I asked ClawSweeper to review this item again.
Action: item re-review queued (workflow sweep.yml, event repository_dispatch).
Result: the existing ClawSweeper review comment will be edited in place when the review finishes.

Re-review progress:

• State: Complete
• Detail: The targeted re-review finished, the durable review comment was updated, and the synced verdict was routed.
• Run: https://github.com/openclaw/clawsweeper/actions/runs/26122881023
• Updated: 2026-05-19T20:26:39.640Z

[clawsweeper]

ClawSweeper PR egg

🔥 Warming up: real-behavior proof passed; findings, security review, or rank-up moves are still in progress.

Hatch command

Comment @clawsweeper hatch when this PR is hatchable.

Hatchability rules:

• Merged PRs are hatchable.
• Open PRs are hatchable when they are status: 👀 ready for maintainer look, status: 🚀 automerge armed, or labeled clawsweeper:automerge.
• Closed unmerged PRs are hatchable only when one of those hatchable labels is still present in the durable record.

What is this egg doing here?

• Eggs appear after the PR passes real-behavior proof.

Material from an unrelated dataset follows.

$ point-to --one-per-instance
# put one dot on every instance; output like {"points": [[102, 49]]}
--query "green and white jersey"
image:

It is here for vibes, not verdicts: it does not change labels, ratings, merge decisions, or automation.
• The shell reacts to review momentum: open follow-up work warms it up, re-review makes it wobble, and a clean final review lets it hatch.
• Hatchability usually comes from sufficient real-behavior proof, no blocking P0/P1/P2 findings, no security attention needed, and clean correctness. A merged PR is already final, so merge makes the egg hatchable independently.
• The hatch is seeded from this repository and PR number, so the same PR keeps the same creature; the reviewed head SHA can only change safe visual details.
• Rarity is just collectible sparkle: 🥚 common, 🌱 uncommon, 💎 rare, ✨ glimmer, and 🌈 legendary.

[steipete]

Closing this as stale against the current runner layout.

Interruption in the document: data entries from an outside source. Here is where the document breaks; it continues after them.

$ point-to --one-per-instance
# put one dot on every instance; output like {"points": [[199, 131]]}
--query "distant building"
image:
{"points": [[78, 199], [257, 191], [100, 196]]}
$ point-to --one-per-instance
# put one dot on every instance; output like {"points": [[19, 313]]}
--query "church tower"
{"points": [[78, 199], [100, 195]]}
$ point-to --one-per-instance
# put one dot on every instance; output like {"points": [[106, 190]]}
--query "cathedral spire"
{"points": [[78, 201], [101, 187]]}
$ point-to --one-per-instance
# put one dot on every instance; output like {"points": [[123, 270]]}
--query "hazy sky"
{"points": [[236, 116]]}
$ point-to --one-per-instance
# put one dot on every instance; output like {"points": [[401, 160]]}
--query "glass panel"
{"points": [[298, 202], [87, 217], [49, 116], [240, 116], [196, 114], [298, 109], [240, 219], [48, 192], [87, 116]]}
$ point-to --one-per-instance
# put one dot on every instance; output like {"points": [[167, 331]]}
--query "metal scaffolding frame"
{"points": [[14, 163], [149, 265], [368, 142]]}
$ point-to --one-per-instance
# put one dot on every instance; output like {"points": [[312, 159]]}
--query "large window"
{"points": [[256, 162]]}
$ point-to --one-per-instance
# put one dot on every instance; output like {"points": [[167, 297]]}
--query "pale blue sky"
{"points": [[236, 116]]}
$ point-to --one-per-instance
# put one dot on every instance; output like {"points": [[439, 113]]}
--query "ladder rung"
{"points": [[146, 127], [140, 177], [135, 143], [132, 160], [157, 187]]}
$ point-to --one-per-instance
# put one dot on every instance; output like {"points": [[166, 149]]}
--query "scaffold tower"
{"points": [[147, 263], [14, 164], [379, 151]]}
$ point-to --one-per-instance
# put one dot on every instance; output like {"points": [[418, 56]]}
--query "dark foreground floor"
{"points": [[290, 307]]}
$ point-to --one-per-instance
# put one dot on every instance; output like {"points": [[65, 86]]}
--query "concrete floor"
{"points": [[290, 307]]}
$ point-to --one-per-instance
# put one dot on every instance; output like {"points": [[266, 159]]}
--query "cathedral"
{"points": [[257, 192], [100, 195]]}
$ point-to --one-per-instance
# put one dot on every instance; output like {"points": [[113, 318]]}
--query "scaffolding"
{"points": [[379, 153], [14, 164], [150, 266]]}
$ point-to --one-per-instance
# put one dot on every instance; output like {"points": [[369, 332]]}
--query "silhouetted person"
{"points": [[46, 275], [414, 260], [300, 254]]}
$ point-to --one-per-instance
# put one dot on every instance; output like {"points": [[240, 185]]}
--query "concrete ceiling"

This PR edits the old src/agents/pi-embedded-runner/... path, which is no longer present on current main. The same session-fence/takeover family still has an active current-path candidate in #88348, which touches the live embedded-agent-runner code instead.

Thanks for the original investigation; the fix needs to happen on the current runner surface now.